Sprossen verachten oder bemitleiden, denn etwas aus ihm zu machen, das hat er längst aufgegeben. Sein einziges Dichten und Trachten geht nun dahin, dem Ritter Kuno von der traurigen Gestalt eine schöne und kluge Frau zu verschaffen, und zu diesem Posten ist dem klugen Rechner die schöne Stella Brühl gerade gut genug!"

Andree, der mit manchem Kopfschütteln zugehört hatte, fuhr empört zurück.

„Was?“ rief er laut – dann, da der Andere ihm die Hand auf den Arm legte, mäßigte er seine Stimme. „Ich denke, Du erlaubst Dir einen schlechten Witz mit mir!“

„Gar nicht!“ erwiderte Hilt kaltblütig. „Ich bitte Dich: zehn Millionen bedeuten eine schöne Ziffer, und wenn der geschäftskundige Ritter p. p. einmal seine Augen schließt, werden’s fünfzehn bis zwanzig sein.“

„Und wenn es hundert wären,“ sagte Andree hart, „so dürfte von solch einer Nichtswürdigkeit noch immer keine Rede sein!“

„Hm!
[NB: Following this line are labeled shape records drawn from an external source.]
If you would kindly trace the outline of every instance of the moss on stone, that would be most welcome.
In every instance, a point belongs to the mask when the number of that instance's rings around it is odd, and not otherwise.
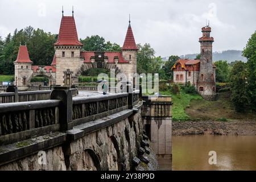
[[[22,141],[22,142],[17,142],[16,143],[16,146],[19,147],[22,147],[27,146],[29,144],[30,144],[30,143],[28,141]]]

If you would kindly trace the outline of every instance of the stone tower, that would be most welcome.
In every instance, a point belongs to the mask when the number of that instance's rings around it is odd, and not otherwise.
[[[15,84],[24,88],[27,86],[28,77],[33,73],[32,61],[30,59],[26,46],[20,46],[17,59],[14,62],[15,67]]]
[[[122,68],[123,72],[126,73],[126,75],[129,75],[129,73],[137,73],[137,53],[138,49],[131,27],[131,21],[129,19],[126,36],[122,47],[122,56],[125,60],[127,60],[129,63],[129,64],[125,64],[125,66]],[[136,77],[131,77],[129,76],[127,79],[129,79],[129,81],[133,83],[134,86],[136,84]]]
[[[197,90],[208,100],[214,100],[216,96],[215,69],[212,62],[211,28],[209,25],[202,28],[203,36],[199,38],[201,44],[201,58]]]
[[[56,55],[56,85],[71,86],[78,82],[75,75],[83,63],[80,57],[82,46],[79,42],[73,15],[63,15],[57,42],[53,44]]]

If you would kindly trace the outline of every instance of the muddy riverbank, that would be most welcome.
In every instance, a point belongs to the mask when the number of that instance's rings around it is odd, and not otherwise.
[[[172,122],[172,135],[212,134],[255,135],[256,121],[186,121]]]

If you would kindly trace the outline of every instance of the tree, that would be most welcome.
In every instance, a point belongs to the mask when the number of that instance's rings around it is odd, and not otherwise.
[[[151,47],[150,44],[146,43],[144,46],[137,45],[137,73],[149,73],[151,60],[155,55],[155,51]],[[152,73],[152,72],[151,73]]]
[[[120,46],[117,44],[117,43],[112,44],[109,41],[108,41],[104,44],[104,51],[121,51],[121,48]]]
[[[250,104],[247,76],[246,63],[241,61],[235,63],[229,78],[231,101],[239,112],[245,111]]]
[[[104,51],[105,47],[105,39],[102,37],[96,35],[87,36],[85,39],[80,39],[80,42],[84,44],[82,48],[88,51]]]
[[[176,61],[180,59],[178,56],[171,55],[169,57],[168,61],[166,61],[163,66],[163,70],[165,73],[165,78],[167,80],[174,79],[174,72],[171,70],[172,67],[175,64]]]
[[[201,55],[199,54],[199,55],[196,55],[196,57],[195,59],[200,59],[200,58],[201,58]]]
[[[243,49],[243,55],[247,59],[248,84],[251,107],[256,110],[256,31],[251,35],[246,47]]]
[[[219,60],[214,62],[216,67],[216,81],[228,82],[229,75],[229,65],[227,61]]]
[[[9,34],[3,41],[0,53],[0,73],[14,74],[13,62],[16,60],[20,44],[27,44],[30,59],[34,64],[49,65],[54,56],[52,45],[56,38],[56,35],[40,29],[35,30],[31,26],[19,31],[16,29],[13,36]]]

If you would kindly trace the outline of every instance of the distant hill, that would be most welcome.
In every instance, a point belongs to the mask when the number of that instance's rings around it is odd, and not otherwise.
[[[198,54],[199,53],[188,54],[185,55],[181,55],[180,57],[181,59],[195,59]],[[221,60],[227,60],[228,63],[230,63],[236,60],[241,60],[243,62],[247,61],[246,58],[242,56],[242,51],[228,50],[222,52],[213,52],[212,56],[213,61]]]

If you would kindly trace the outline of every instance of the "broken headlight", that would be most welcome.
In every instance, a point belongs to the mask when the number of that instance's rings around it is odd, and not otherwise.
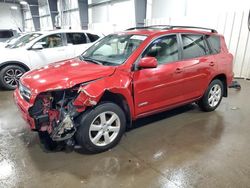
[[[31,91],[30,89],[28,89],[27,87],[25,87],[21,82],[19,82],[19,92],[21,94],[21,96],[27,101],[30,101],[30,97],[31,97]]]

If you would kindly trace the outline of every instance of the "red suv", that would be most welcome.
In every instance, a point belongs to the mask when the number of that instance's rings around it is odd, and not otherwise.
[[[215,110],[232,82],[232,61],[213,29],[131,28],[80,57],[26,73],[14,98],[47,148],[78,144],[97,153],[115,146],[137,118],[192,102]]]

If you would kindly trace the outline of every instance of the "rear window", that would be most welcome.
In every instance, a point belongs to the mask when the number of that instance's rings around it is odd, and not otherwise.
[[[191,59],[207,54],[203,35],[182,34],[183,59]]]
[[[67,33],[68,44],[85,44],[87,43],[86,36],[84,33]]]
[[[98,40],[100,38],[98,35],[94,35],[94,34],[90,34],[90,33],[87,33],[87,35],[89,37],[90,42],[95,42],[96,40]]]
[[[220,37],[206,35],[206,39],[208,41],[212,54],[220,53]]]
[[[12,31],[0,31],[0,38],[11,38],[13,37]]]

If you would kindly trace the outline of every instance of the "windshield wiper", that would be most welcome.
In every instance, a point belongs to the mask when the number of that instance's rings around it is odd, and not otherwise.
[[[79,56],[79,58],[80,58],[80,60],[89,61],[89,62],[95,63],[97,65],[102,65],[102,63],[100,61],[97,61],[97,60],[89,58],[89,57]]]

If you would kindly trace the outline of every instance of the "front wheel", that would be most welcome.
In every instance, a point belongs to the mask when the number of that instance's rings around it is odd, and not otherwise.
[[[198,101],[199,107],[206,112],[215,110],[222,100],[223,91],[224,87],[222,82],[217,79],[213,80],[209,84],[203,97]]]
[[[4,89],[15,89],[20,77],[26,71],[18,65],[8,65],[0,71],[0,85]]]
[[[91,153],[103,152],[117,145],[126,127],[123,110],[111,102],[99,104],[81,118],[76,139]]]

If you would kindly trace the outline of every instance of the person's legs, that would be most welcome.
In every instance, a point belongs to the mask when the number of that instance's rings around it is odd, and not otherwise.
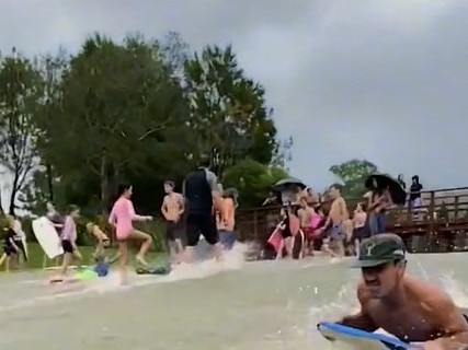
[[[222,245],[219,242],[216,218],[212,214],[202,218],[201,231],[206,242],[212,246],[215,258],[220,260],[222,257]]]
[[[232,231],[219,230],[219,242],[226,250],[232,249],[236,242],[236,235]]]
[[[127,265],[128,265],[128,247],[126,241],[118,242],[118,270],[121,273],[121,283],[126,284],[127,279]]]
[[[186,246],[182,256],[185,262],[193,262],[194,260],[194,248],[199,241],[202,219],[198,214],[187,214],[185,225]]]
[[[378,214],[377,213],[372,213],[369,215],[369,229],[370,229],[372,236],[378,233]]]
[[[142,241],[140,249],[136,256],[136,259],[138,260],[138,262],[140,262],[145,266],[148,266],[148,262],[146,261],[145,257],[149,250],[149,247],[151,246],[151,242],[152,242],[151,236],[146,232],[134,229],[132,231],[130,235],[128,236],[128,238],[129,240]]]
[[[73,246],[68,240],[61,241],[61,247],[64,248],[64,258],[61,260],[60,273],[61,276],[67,275],[68,267],[71,264],[73,257]]]
[[[168,249],[171,260],[173,261],[176,259],[176,254],[178,254],[178,245],[175,242],[175,229],[176,229],[176,223],[173,221],[168,221],[165,225],[164,245],[165,245],[165,248]]]

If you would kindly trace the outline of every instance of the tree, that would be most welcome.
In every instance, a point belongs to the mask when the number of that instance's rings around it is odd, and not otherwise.
[[[361,198],[366,192],[364,182],[378,172],[377,165],[366,160],[351,160],[333,165],[329,171],[343,184],[343,195],[351,198]]]
[[[123,44],[89,37],[64,71],[55,98],[56,113],[44,114],[38,125],[48,140],[48,159],[66,175],[61,186],[77,201],[91,191],[103,210],[116,182],[128,172],[148,171],[152,158],[165,153],[167,133],[187,117],[158,45],[140,36]]]
[[[241,208],[252,208],[261,206],[272,190],[272,186],[288,176],[287,172],[279,166],[244,160],[226,170],[222,185],[225,188],[233,187],[238,190]]]
[[[277,150],[273,110],[264,89],[239,68],[230,46],[207,46],[185,63],[190,127],[198,136],[196,153],[209,154],[217,174],[251,158],[270,164]]]
[[[37,165],[37,106],[44,102],[42,77],[32,61],[13,48],[0,66],[1,163],[12,174],[9,212],[14,214],[18,194]]]

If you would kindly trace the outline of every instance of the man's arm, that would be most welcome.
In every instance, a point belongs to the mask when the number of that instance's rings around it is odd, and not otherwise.
[[[165,203],[167,199],[168,199],[168,196],[164,196],[164,199],[162,200],[162,205],[161,205],[161,212],[164,218],[165,218],[165,213],[168,212],[168,206]]]
[[[341,207],[341,212],[343,213],[343,217],[346,219],[350,219],[350,213],[347,212],[347,207],[346,207],[346,202],[344,201],[344,198],[341,198],[340,207]]]
[[[365,298],[364,289],[362,285],[357,287],[357,300],[361,304],[361,311],[355,315],[343,317],[343,319],[338,323],[343,326],[349,326],[366,331],[377,330],[379,327],[376,326],[372,317],[366,312],[367,300]]]
[[[179,199],[179,214],[182,215],[185,211],[185,199],[183,195],[180,195],[181,198]]]
[[[442,327],[443,336],[427,343],[440,349],[466,349],[468,347],[468,323],[461,311],[445,292],[440,291],[426,302],[433,319]],[[432,348],[431,346],[427,348]]]
[[[215,173],[206,171],[206,180],[208,182],[209,188],[212,189],[213,206],[215,207],[215,210],[219,211],[221,219],[224,219],[226,218],[226,213],[224,212],[221,192],[219,191],[218,187],[218,178],[216,177]]]

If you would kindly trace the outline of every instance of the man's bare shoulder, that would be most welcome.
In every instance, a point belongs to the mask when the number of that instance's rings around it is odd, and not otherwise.
[[[365,308],[370,300],[369,293],[367,292],[363,280],[361,280],[357,284],[357,300],[359,301],[359,304],[363,308]]]
[[[424,310],[440,312],[441,307],[454,304],[452,296],[440,285],[415,277],[406,277],[404,285],[410,295],[418,300]]]

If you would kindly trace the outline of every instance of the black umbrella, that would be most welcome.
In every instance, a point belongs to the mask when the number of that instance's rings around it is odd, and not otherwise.
[[[407,191],[400,183],[388,174],[373,174],[364,183],[367,189],[388,189],[391,200],[397,206],[404,206],[407,202]]]
[[[296,177],[286,177],[278,180],[276,184],[274,184],[273,188],[276,190],[283,190],[284,188],[287,188],[290,186],[297,186],[300,189],[305,189],[307,187],[300,179]]]

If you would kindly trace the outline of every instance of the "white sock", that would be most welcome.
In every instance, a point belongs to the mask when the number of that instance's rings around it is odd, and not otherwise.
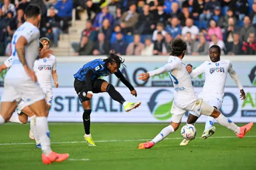
[[[4,119],[2,116],[2,115],[0,115],[0,125],[2,125],[5,123]]]
[[[171,133],[173,133],[174,132],[174,128],[172,126],[171,126],[171,125],[169,125],[169,126],[163,129],[161,132],[160,132],[160,133],[156,135],[156,136],[155,137],[155,138],[153,139],[153,140],[150,142],[154,142],[155,144],[156,144],[156,143],[160,142],[161,140],[167,137]]]
[[[207,120],[205,122],[205,126],[204,127],[204,131],[208,130],[213,127],[215,119],[211,116],[207,116]]]
[[[9,119],[10,122],[17,123],[20,124],[24,124],[19,120],[19,115],[17,114],[13,114]]]
[[[128,102],[126,101],[124,102],[124,103],[123,103],[123,106],[126,106],[127,105],[127,104],[128,104]]]
[[[48,156],[52,150],[50,146],[50,132],[48,127],[47,117],[37,117],[36,127],[39,139],[41,142],[43,153],[46,156]]]
[[[37,128],[36,127],[36,118],[37,117],[35,115],[33,116],[31,116],[30,118],[30,130],[33,134],[34,134],[34,138],[35,140],[36,141],[37,144],[38,144],[40,143],[40,140],[39,140],[39,137],[38,137],[38,134],[37,132]]]
[[[215,120],[221,125],[230,129],[234,133],[240,133],[239,127],[229,119],[227,119],[222,113],[221,113],[219,117],[215,119]]]

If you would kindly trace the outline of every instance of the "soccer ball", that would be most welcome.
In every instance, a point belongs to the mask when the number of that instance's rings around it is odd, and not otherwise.
[[[193,139],[195,138],[196,130],[192,125],[188,124],[181,128],[181,136],[186,139]]]

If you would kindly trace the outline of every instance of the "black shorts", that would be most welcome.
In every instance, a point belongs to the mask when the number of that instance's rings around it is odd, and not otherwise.
[[[101,85],[105,81],[106,81],[101,79],[97,79],[92,80],[91,85],[93,88],[93,93],[101,93]],[[74,87],[75,87],[75,90],[76,91],[81,103],[85,101],[90,100],[90,99],[86,97],[88,90],[87,89],[85,81],[80,81],[75,79]]]

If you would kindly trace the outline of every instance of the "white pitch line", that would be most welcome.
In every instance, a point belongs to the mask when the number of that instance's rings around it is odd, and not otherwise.
[[[216,137],[211,137],[210,139],[211,138],[236,138],[236,136],[216,136]],[[245,138],[256,138],[256,136],[246,136]],[[197,138],[196,139],[202,139],[201,138]],[[182,138],[166,138],[165,140],[171,140],[176,139],[182,139]],[[132,142],[132,141],[146,141],[150,140],[150,139],[128,139],[125,140],[99,140],[95,141],[95,142]],[[51,142],[52,144],[62,144],[66,143],[84,143],[85,141],[71,141],[71,142]],[[22,144],[35,144],[35,143],[0,143],[0,146],[1,145],[22,145]]]

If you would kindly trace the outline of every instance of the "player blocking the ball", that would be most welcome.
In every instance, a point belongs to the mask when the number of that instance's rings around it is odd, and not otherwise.
[[[232,130],[239,138],[243,138],[246,133],[251,130],[253,123],[251,122],[239,127],[227,119],[219,111],[202,99],[198,98],[192,86],[190,75],[182,61],[187,49],[186,43],[182,39],[177,38],[172,41],[171,47],[171,55],[167,64],[154,71],[141,74],[139,78],[139,80],[146,81],[152,76],[169,72],[175,90],[174,98],[171,111],[173,114],[171,124],[163,129],[150,142],[140,144],[138,148],[151,148],[177,130],[180,125],[182,117],[187,110],[211,116],[220,124]]]
[[[114,100],[124,106],[129,112],[141,105],[141,102],[129,102],[126,101],[113,85],[100,77],[111,74],[115,75],[129,89],[131,94],[137,96],[137,92],[126,80],[119,70],[121,65],[126,66],[124,60],[111,52],[105,59],[96,59],[85,64],[74,74],[74,87],[84,108],[82,119],[85,134],[85,140],[89,146],[96,146],[90,133],[90,115],[91,112],[91,99],[93,93],[107,92]]]

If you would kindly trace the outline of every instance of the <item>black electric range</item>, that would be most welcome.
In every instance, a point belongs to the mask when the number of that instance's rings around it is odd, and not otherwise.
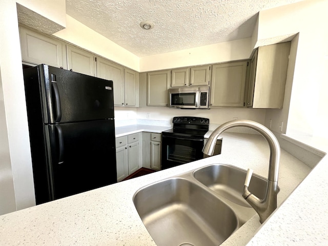
[[[198,117],[174,117],[173,128],[162,132],[162,169],[203,158],[204,136],[210,119]]]

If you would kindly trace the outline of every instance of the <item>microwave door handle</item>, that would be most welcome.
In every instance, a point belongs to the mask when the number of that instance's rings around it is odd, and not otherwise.
[[[199,100],[200,99],[200,93],[199,91],[197,91],[196,93],[196,100],[195,100],[195,107],[198,108],[198,105],[199,105]]]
Du sprichst die große Zahl gelassen aus, aber ihre Tragweite überlegst Du Dir entschieden nicht. Sie wäre doch die erste Titania nicht, die ihrem Zettel die langen Eselsohren zupfte. Und ob unser freundlicher Wirth, der brave Herr Senator, auf so festen vergoldeten Füßen steht, wie’s den Anschein hat, das kann auch niemand sagen – gemunkelt wird allerlei, ganz gelogen wird’s nicht sein, denn was treibt der Mann für einen Aufwand! Wieviel, meinst Du wohl, kostet solch ein Brokatkleid und solch ein Halbmond von Brillanten, wie sie heute die Prinzessin trägt? Glaub’ Du es mir dreist, so etwas könnte eine wirkliche Kronprinzessin unbeschadet bei einem Hoffest tragen – nur hätte sie dann noch lange nicht das Aussehen unserer Brühlschen Haustochter. – Wie ist mir denn: hat Dich der Senator schon seinem früheren Socius und Intimus Grimm vorgestellt?“

„Nein – er hat mich nur seiner Frau und Tochter zugeführt!“

„Tochter! Mit welchem Gesicht er das sagt! So unschuldig, so gut und tugendreich! O, diese stillen Wasser! Nun, dann verlaß Dich darauf, Grimm kommt bald an die Reihe, der Senator macht ihm ja förmlich den Hof und versäumt es nie, ihm jeden neuen Gast zu präsentieren, als wäre sein einstiger Kompagnon das seltenste Schaustück des Hauses. Wart’ – kommt er da nicht? Ich wette, daß er Dich sucht!“

In der That spähte der Hausherr, der sich soeben von einer Gruppe von Offizieren losgemacht hatte, das Sperberhaupt hoch erhoben, aufmerksam durch den Saal, und als sein Auge endlich die Fensternische traf, kam er mit lebhaften Schritten darauf zu.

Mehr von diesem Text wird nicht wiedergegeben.